As is common with many such questions, that answer will start off with the proverbial, “it depends.”
Prior to the enactment by the U.S. Congress of Pub. L. 115-97 (the December 22, 2017 “Tax Cuts and Jobs Act”), Section 215(a) and (b) of the Internal Revenue Code provided that:
(a) In the case of an individual, there shall be allowed as a deduction an amount equal to the alimony or separate maintenance payments paid during such individual’s taxable year.
(b) For purposes of this section, the term “alimony or separate maintenance payment” means any alimony or separate maintenance payment (as defined in section 71(b)) which is includible in the gross income of the recipient under section 71.
Thus, under prior tax law, alimony or separate maintenance payments were generally deductible from the gross income of the paying ex-spouse in the year of payment, and correspondingly included in the receiving ex-spouse’s gross income in the year of payment.
The Tax Cuts and Jobs Act repealed Section 215 of the Internal Revenue Code, but not completely. The repeal is effectively only as to: (a) any divorce or separation instrument (as defined in former section 71(b)(2) of title 26, U.S.C., as in effect before Dec. 22, 2017) executed after Dec. 31, 2018, and to such instruments executed on or before Dec. 31, 2018, and modified after Dec. 31, 2018, if the modification expressly provides that the amendment made by section 11051 of Pub. L. 115–97 applies to such modification. See Section 11051(c) of Pub.
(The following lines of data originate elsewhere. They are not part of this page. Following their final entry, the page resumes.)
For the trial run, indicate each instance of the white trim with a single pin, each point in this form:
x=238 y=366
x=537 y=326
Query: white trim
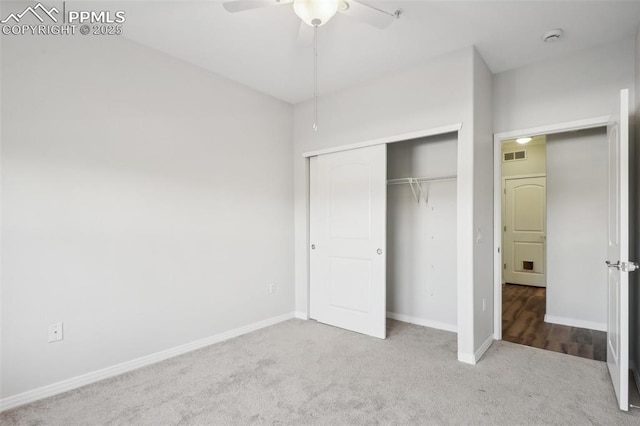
x=423 y=322
x=568 y=126
x=114 y=370
x=467 y=358
x=636 y=373
x=389 y=139
x=301 y=315
x=572 y=322
x=475 y=357
x=551 y=129
x=483 y=348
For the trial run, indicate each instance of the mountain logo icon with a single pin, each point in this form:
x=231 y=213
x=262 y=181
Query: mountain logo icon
x=38 y=11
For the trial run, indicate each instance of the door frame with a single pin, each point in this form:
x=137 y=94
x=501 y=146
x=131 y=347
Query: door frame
x=503 y=208
x=588 y=123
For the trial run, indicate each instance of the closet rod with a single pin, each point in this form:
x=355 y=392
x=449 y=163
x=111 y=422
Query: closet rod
x=421 y=180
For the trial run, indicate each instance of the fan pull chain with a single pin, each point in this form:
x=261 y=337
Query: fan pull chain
x=315 y=78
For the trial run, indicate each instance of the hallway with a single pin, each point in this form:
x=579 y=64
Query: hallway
x=523 y=309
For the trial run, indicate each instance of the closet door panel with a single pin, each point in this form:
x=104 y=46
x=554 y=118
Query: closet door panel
x=348 y=239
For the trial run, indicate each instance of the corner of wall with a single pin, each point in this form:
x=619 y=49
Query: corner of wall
x=482 y=205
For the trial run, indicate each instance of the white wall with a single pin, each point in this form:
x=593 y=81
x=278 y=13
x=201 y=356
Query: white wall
x=421 y=243
x=146 y=203
x=582 y=85
x=634 y=282
x=577 y=228
x=483 y=248
x=431 y=95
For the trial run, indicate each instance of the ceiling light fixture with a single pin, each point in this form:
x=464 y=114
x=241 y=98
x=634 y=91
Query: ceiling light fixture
x=315 y=12
x=552 y=36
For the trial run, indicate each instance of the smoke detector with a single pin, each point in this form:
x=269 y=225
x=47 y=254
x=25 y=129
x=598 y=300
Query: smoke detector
x=552 y=36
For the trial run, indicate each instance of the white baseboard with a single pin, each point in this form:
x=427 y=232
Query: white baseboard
x=301 y=315
x=423 y=322
x=467 y=358
x=114 y=370
x=636 y=373
x=572 y=322
x=473 y=358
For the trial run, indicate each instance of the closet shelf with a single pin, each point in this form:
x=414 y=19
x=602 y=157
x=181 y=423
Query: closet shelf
x=420 y=180
x=416 y=187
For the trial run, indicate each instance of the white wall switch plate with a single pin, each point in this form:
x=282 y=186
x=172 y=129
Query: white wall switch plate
x=55 y=332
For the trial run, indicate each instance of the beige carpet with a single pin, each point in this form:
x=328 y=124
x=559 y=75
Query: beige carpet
x=302 y=372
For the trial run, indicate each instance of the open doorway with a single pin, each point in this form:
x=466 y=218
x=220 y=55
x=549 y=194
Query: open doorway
x=554 y=225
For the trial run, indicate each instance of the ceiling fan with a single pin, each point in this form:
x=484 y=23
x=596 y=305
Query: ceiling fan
x=316 y=13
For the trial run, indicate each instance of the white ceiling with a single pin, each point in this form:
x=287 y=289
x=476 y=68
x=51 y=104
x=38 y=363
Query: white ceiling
x=260 y=48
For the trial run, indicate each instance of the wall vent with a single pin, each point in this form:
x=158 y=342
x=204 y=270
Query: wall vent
x=514 y=156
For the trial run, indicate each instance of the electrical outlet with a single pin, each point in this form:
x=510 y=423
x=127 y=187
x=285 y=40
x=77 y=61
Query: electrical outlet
x=55 y=332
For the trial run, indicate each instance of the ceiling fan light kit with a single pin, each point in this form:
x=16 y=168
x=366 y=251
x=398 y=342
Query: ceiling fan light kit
x=314 y=12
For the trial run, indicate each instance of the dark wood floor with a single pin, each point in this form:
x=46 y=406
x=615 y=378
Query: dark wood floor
x=523 y=309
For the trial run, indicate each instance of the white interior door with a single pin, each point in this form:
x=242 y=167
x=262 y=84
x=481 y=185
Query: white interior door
x=348 y=239
x=618 y=252
x=525 y=231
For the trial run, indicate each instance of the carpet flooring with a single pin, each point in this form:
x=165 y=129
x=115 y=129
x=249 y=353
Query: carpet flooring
x=302 y=372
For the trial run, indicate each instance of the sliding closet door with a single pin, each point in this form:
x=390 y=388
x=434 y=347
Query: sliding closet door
x=348 y=239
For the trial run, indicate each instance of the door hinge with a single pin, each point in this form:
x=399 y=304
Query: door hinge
x=628 y=266
x=623 y=266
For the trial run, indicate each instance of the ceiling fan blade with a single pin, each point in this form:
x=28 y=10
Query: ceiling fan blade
x=305 y=34
x=367 y=14
x=242 y=5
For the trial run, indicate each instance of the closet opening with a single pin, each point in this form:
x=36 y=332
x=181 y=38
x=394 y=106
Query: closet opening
x=421 y=231
x=383 y=233
x=554 y=242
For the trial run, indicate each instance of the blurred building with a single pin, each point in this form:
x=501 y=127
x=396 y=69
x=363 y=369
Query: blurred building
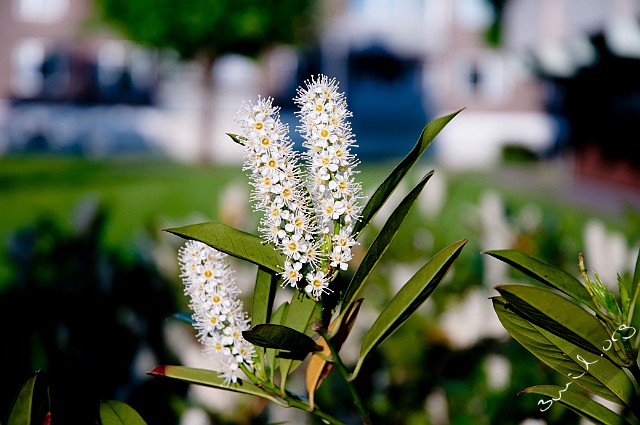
x=401 y=63
x=504 y=85
x=61 y=79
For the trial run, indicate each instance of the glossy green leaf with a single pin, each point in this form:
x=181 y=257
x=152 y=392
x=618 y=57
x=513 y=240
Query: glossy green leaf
x=558 y=315
x=545 y=273
x=280 y=337
x=261 y=304
x=600 y=368
x=384 y=191
x=302 y=311
x=382 y=242
x=537 y=341
x=234 y=242
x=408 y=299
x=32 y=402
x=277 y=317
x=184 y=317
x=579 y=403
x=113 y=412
x=209 y=378
x=263 y=295
x=236 y=138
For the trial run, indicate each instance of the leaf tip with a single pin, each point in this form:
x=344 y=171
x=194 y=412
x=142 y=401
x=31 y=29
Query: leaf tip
x=158 y=371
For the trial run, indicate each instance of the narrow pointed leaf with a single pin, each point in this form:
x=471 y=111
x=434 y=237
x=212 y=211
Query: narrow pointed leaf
x=301 y=313
x=408 y=299
x=209 y=378
x=32 y=402
x=635 y=302
x=114 y=412
x=538 y=342
x=234 y=242
x=318 y=368
x=579 y=403
x=556 y=314
x=387 y=187
x=280 y=337
x=545 y=273
x=382 y=242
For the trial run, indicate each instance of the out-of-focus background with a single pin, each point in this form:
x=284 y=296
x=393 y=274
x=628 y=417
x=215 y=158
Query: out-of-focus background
x=113 y=117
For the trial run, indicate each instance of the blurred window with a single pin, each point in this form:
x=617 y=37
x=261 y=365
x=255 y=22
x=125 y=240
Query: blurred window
x=40 y=11
x=26 y=62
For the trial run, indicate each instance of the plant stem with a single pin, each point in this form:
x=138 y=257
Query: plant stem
x=291 y=399
x=364 y=412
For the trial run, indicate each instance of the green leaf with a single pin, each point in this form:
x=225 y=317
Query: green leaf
x=209 y=378
x=545 y=273
x=537 y=342
x=382 y=242
x=234 y=242
x=263 y=295
x=579 y=403
x=113 y=412
x=261 y=305
x=236 y=138
x=277 y=317
x=601 y=369
x=558 y=315
x=32 y=402
x=280 y=337
x=387 y=187
x=408 y=299
x=299 y=315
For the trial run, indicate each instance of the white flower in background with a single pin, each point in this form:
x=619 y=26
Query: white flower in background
x=217 y=312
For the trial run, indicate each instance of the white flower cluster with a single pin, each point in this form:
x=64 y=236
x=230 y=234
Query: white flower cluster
x=309 y=217
x=328 y=139
x=218 y=314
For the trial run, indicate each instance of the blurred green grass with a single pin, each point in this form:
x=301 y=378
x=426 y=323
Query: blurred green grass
x=143 y=194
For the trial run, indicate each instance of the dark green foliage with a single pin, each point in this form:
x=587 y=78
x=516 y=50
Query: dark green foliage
x=81 y=312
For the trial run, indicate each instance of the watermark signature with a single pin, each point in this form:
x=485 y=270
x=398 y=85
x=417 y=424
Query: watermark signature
x=549 y=403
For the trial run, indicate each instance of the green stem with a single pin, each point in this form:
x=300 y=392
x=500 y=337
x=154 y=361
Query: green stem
x=291 y=399
x=364 y=412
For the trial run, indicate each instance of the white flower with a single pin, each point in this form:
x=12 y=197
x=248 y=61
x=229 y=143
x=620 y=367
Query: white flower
x=218 y=315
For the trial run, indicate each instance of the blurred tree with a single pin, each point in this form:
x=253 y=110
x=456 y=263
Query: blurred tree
x=204 y=30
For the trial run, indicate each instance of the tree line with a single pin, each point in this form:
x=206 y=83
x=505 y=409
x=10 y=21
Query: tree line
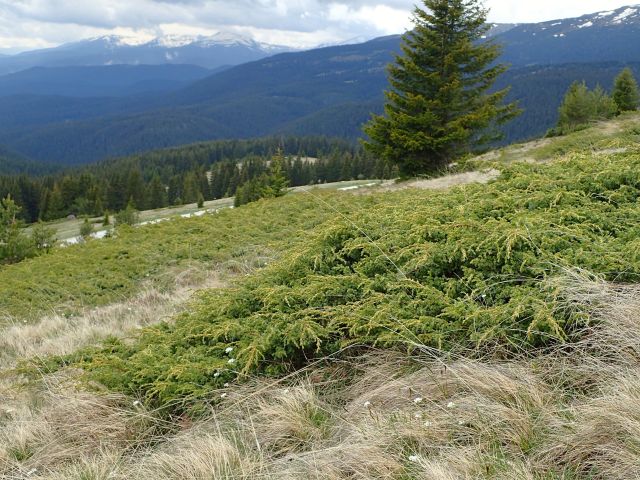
x=185 y=175
x=582 y=106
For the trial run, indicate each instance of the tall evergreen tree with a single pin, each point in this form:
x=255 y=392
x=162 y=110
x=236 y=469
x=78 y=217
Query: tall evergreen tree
x=625 y=91
x=439 y=105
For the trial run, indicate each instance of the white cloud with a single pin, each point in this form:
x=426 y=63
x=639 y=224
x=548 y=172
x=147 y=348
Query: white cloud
x=28 y=24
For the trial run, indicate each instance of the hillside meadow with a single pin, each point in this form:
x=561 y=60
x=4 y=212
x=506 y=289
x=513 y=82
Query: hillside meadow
x=480 y=331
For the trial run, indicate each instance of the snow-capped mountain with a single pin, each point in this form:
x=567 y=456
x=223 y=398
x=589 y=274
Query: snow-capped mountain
x=212 y=52
x=611 y=35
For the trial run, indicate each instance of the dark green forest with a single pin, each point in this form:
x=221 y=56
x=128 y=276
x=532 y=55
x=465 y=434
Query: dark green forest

L. 115–97, set out as an Effective Date of 2017 Amendment note under section 61 of this title.
Thus, if you have a pre-January 1, 2019 separation agreement which you are modifying, federal taxation of payments of maintenance thereunder will be construed under the old IRC Section 215 (deductible by the payor, includable by the payee), unless you elect to be treated under the Tax Cuts and Jobs Act (100% taxable to the payor).